Thursday, May 3, 2012

Operation MO - May, 1942

A central front in the war with Japan took place in the electromagnetic spectrum. That front was getting hotter.

The tactical surprise of Japan's attack on Pearl Harbor was made possible by Japanese communications security. Communications were sent and received over land lines and undersea cables. Very few communications were sent by radio, using Japan's naval code, known by western cryptographers as JN-25. On top of that, Japan changed the code on December 4, 1941. Prior to December 4, cryptographers had recovered about 10% of the code. After December 4, they had to start from scratch.

That all changed after December 7, as Japanese naval forces operated throughout East Asia, Southeast Asia, the Indian Ocean, and along the expanding periphery of the "Greater East Asia Co-Prosperity Sphere," as they called their empire. They had to communicate by radio.

More radio communications - more intercepts. Allied cryptographers had much more to work with.
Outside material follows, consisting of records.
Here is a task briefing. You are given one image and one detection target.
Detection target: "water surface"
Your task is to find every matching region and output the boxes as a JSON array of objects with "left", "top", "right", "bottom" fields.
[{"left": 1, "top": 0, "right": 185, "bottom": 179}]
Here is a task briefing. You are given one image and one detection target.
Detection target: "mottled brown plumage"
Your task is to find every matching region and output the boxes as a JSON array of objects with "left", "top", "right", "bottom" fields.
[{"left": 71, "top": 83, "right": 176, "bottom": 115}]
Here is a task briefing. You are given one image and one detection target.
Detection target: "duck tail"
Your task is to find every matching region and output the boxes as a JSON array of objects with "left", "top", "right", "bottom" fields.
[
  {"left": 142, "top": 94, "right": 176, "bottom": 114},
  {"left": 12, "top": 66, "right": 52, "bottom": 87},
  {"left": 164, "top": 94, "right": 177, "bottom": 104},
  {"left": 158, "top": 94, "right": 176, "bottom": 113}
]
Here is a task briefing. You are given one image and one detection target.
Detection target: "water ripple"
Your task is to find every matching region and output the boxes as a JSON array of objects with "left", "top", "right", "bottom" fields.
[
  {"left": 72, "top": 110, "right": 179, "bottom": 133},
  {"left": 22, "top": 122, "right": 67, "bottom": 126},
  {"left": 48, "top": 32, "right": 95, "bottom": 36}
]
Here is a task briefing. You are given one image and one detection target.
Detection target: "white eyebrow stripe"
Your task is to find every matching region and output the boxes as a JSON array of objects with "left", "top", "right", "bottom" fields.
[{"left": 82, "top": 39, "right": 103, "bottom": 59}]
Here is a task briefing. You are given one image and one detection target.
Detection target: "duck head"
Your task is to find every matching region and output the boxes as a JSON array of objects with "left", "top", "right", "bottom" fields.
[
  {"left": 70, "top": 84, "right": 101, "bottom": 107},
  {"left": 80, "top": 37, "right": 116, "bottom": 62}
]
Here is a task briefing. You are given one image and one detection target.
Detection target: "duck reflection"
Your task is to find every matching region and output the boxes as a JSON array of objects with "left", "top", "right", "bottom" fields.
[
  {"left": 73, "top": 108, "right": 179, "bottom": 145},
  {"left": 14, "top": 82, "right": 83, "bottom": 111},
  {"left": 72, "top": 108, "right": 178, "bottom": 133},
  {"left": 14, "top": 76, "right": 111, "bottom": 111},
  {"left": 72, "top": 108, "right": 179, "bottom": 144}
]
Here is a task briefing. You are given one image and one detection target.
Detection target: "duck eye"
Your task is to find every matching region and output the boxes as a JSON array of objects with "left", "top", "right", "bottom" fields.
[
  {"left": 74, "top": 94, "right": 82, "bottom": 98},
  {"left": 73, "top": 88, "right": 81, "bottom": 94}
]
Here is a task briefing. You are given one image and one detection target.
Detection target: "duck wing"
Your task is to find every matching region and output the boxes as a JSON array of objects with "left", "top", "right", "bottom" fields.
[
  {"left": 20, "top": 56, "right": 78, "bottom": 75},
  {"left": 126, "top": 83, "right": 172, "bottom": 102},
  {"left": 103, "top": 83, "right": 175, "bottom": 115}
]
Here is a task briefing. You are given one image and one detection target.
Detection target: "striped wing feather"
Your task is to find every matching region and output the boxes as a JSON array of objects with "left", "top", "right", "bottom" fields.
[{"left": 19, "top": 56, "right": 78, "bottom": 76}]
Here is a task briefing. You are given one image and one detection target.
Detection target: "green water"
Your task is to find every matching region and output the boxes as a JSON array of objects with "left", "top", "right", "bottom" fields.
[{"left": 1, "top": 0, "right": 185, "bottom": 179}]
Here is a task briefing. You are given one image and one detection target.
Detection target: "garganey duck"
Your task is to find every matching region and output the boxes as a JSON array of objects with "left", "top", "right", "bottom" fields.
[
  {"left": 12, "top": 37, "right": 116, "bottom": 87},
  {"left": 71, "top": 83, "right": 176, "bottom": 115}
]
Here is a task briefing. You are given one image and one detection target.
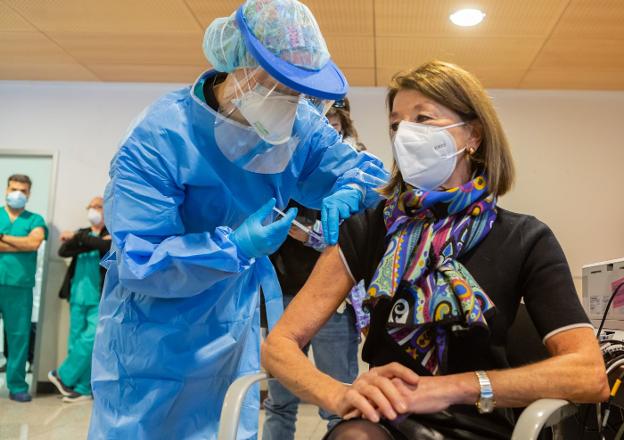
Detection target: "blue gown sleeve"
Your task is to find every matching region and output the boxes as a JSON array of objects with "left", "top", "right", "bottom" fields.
[
  {"left": 105, "top": 137, "right": 252, "bottom": 298},
  {"left": 293, "top": 119, "right": 389, "bottom": 209}
]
By April, they could read more than 50% of the intercepts. It was hard work. They combined the disciplines of cryptanalysis, traffic analysis, and other sources of electronic intelligence. They key punched the intercepts into IBM cards and fed them through IBM machines.

By late April they knew Japan was planning Operation MO - an expansion into the Solomons and an amphibious assault on the south coast of New Guinea to take the area around Port Moresby. It would give them airfields from which they could threaten Australia and interdict the sea routes from the US.

On May 3, 1942, Japanese forces invaded and occupied Tulagi, in the Australian protectorate of the Solomons. It would become a seaplane base.

Admiral Nimitz sent two carrier task forces, centered around the carriers Lexington and Yorktown in the direction of New Guinea. The only other US carriers in the Pacific, Enterprise and Hornet, had just returned to Pearl Harbor from the Doolittle raid on Japan. They got ready to join Lexington and Yorktown.

Japan assigned two carriers, Shokaku and Zuikaku, who had taken part in the attack on Pearl Harbor, as well as a smaller carrier, Shoho.

Cryptanalysis indicated the Japanese invasion of Port Moresby was planned for May 10.